Now, if you're just saying the problem is that you, Eliezer, had a crappy understanding of Science and therefore went astray then what I'm saying supports your thesis. But you seem to be going further than that and making a claim about scientific practice. (It's ambiguous though so I apologize if I have misinterpreted your intent.) I still, however, would reject the notion that Bayesianism is the hidden structure behind the success of science. What you would perhaps say is that when scientists learn to develop worthy hypotheses they are secretly learning how to become good Bayesians or learning cognitive practices that approximate what Bayes would tell us to do. But inasmuch as Bayes can be made to fit any scientific inferences it's being used to address pseudo-problems (i.e., problems of justification) that the inferences did not need to be defended against to begin with; it's in this respect that I think it's unnecessary.
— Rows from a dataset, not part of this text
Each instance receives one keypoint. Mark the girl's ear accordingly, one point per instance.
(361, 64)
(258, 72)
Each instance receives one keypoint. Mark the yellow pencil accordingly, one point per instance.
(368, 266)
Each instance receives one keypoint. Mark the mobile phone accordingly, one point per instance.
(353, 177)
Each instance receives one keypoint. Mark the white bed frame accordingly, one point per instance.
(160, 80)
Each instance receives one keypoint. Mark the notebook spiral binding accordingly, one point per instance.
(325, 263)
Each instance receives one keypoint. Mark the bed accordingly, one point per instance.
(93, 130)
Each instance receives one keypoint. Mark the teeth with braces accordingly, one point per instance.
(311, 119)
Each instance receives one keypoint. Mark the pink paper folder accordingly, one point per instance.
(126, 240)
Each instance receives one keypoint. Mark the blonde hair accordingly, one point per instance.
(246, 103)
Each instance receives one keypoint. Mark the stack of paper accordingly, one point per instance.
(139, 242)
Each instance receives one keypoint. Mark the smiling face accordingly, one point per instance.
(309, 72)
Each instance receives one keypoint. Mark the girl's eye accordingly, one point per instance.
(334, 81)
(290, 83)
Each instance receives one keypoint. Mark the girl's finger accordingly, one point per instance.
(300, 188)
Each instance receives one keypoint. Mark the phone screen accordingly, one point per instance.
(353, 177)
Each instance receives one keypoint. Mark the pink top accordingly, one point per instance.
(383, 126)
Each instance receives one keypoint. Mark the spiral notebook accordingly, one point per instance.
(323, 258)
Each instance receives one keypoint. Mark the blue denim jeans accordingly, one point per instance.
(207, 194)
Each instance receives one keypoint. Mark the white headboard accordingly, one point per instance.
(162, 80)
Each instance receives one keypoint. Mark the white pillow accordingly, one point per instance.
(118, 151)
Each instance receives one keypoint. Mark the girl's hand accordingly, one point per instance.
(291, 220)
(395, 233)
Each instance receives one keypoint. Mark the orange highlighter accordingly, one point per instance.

The difference between a scientist and a theologian is not a difference of rationality or a difference between how their cognitive processes approximate Bayesian insights. The difference is simply that one studied science and trained as a scientist and now works in a laboratory while the other studied theology and trained as a theologian and now works in the theology department. The scientist avoids coming to theological conclusions about his scientific studies as a matter of socialization. It is not necessary, however, that this socialization involve a general method for coming to the right conclusions. Science doesn't need any such thing.
The Great Secret of Science, the reason scientists more often than not are the ones who produce science, is that science has all the science. Science begets science. What you learn from rolling balls down an inclined plane allows you to predict the trajectories projectiles, which allows you to discover that motion is parabolic or analyze the periodic motion of pendulums and eventually you, or one your colleagues, develops the calculus, and so on. This doesn't all happen in one institution because of some general methodology or some universal recipe for getting the truth; it happens because that institution has all the experts. It's always going to be the guy who understands the science who uses it to create new science because you need to understand the old science to create the new science. Beyond that there's really nothing more left to explain; we have a complete causal explanation of science. If we wanted a philosophical justification of why we should accept science in the face of philosophical skepticism, then we would need to invoke Bayes (or whatever), but I'm not sure you think we need one of those. You seem to apply Bayes as the hidden cause of scientific success rather than the philosophical justification.